On rappelle que Matata Ponyo exécutait une mission de consultance en Guinée quand ses démêlées judiciaires ont commencé avec l’affaire de détournement de près de 200 millions $US de financement du projet de parc agro-industriel de Bukanga Lonzo. « Je rentre au pays pour me mettre à la disposition de la justice », avait déclaré alors Matata Ponyo, avant d’inviter curieusement ses collègues sénateurs « à ne pas le livrer à la justice ». Résultat : le sénat avait refusé d’accorder l’autorisation des poursuites contre l’ancien premier ministre dans le dossier Bukanga Lonzo.
Malgré ce revers, le procureur général près la cour constitutionnelle ne s’est pas démonté et a sorti le dossier 110 millions $US d’indemnisation des victimes de la zaïrianisation et a obtenu le quitus du bureau du sénat agissant en lieu et place de la plénière de la chambre haute en vacances parlementaires.
On ne sait pas ce qui va se passer maintenant que le « dossier zaïrianisation » a apparemment fait flop.

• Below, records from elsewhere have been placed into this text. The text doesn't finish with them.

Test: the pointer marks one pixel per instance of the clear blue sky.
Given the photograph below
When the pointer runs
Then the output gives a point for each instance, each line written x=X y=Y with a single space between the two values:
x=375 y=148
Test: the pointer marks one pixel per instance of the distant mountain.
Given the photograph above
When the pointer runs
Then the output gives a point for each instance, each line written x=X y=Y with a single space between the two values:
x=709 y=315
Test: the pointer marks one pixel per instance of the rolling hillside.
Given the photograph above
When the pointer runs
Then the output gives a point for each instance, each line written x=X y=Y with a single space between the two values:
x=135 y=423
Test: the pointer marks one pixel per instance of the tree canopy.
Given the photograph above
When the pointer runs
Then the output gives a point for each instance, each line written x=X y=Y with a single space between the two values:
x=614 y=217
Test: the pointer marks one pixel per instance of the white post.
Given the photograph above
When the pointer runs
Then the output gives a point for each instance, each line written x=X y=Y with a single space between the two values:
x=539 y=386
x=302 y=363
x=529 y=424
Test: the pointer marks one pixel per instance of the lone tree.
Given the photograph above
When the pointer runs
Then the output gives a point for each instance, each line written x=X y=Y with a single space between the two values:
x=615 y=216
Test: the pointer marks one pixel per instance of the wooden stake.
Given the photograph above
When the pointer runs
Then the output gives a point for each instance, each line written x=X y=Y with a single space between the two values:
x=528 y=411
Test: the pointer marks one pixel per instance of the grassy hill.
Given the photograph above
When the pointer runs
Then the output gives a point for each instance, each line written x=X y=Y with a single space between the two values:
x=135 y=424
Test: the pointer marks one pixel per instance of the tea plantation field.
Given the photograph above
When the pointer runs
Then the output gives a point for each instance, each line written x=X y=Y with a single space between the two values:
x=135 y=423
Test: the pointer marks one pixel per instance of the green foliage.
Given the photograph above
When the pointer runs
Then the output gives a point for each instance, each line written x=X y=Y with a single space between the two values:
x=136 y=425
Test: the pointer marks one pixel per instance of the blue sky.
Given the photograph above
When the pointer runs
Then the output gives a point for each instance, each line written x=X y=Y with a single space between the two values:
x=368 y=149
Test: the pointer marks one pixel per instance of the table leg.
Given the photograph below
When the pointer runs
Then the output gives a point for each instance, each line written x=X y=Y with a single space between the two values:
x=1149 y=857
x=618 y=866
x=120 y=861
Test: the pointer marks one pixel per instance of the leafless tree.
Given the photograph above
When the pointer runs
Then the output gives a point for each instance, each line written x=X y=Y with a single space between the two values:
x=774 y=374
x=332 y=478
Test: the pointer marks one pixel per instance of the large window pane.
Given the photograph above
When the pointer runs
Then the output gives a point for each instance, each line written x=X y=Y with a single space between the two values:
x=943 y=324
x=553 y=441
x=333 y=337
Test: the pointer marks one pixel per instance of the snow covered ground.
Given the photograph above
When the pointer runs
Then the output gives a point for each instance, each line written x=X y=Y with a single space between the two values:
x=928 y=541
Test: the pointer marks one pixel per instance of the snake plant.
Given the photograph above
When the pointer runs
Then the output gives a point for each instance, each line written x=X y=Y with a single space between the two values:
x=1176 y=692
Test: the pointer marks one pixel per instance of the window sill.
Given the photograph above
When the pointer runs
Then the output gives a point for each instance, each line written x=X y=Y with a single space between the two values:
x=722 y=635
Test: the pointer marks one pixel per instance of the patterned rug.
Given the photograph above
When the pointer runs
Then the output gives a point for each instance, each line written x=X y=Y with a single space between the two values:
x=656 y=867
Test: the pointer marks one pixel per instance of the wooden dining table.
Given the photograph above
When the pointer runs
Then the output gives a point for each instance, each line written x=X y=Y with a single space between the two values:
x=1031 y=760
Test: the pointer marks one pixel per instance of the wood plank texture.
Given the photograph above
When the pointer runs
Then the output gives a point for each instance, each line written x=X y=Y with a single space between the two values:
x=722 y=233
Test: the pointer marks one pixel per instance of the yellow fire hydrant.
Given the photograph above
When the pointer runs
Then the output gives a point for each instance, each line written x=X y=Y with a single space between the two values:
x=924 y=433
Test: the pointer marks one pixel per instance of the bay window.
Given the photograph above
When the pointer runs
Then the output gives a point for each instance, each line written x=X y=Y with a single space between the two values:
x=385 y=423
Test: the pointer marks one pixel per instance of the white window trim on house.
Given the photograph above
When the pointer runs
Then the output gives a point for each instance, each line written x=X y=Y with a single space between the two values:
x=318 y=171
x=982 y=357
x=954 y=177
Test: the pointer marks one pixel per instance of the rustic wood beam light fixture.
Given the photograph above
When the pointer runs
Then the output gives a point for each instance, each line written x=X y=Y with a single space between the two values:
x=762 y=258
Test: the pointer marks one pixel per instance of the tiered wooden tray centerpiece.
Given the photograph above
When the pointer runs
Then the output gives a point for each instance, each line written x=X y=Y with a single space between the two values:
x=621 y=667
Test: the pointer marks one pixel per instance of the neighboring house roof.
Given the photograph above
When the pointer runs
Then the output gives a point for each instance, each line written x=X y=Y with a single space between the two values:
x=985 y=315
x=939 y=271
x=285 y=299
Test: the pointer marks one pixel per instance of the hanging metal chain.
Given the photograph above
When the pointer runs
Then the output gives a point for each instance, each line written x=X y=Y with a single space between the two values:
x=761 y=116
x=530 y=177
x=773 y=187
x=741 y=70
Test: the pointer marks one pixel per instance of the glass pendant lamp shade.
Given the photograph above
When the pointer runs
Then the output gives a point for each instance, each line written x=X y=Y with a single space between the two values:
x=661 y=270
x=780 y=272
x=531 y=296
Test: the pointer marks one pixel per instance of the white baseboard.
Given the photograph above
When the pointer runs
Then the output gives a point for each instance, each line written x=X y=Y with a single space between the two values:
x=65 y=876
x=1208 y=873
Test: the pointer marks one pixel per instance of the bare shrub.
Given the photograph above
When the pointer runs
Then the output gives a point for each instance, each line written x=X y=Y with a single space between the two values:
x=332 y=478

Certains s’attendent à ce que le sénateur coopère « de bonne foi sans y être contraint » avec la justice afin de fournir des éléments d’informations pouvant faire évoluer le dossier Bukanga Lonzo.
A l’avenir, la justice devrait éviter de se donner trop vite en spectacle. Elle ferait œuvre utile en ficelant mieux ses dossiers pour éviter le ridicule et conforter l’espoir des Congolais de voir les détourneurs des deniers publics répondre de leurs forfaits.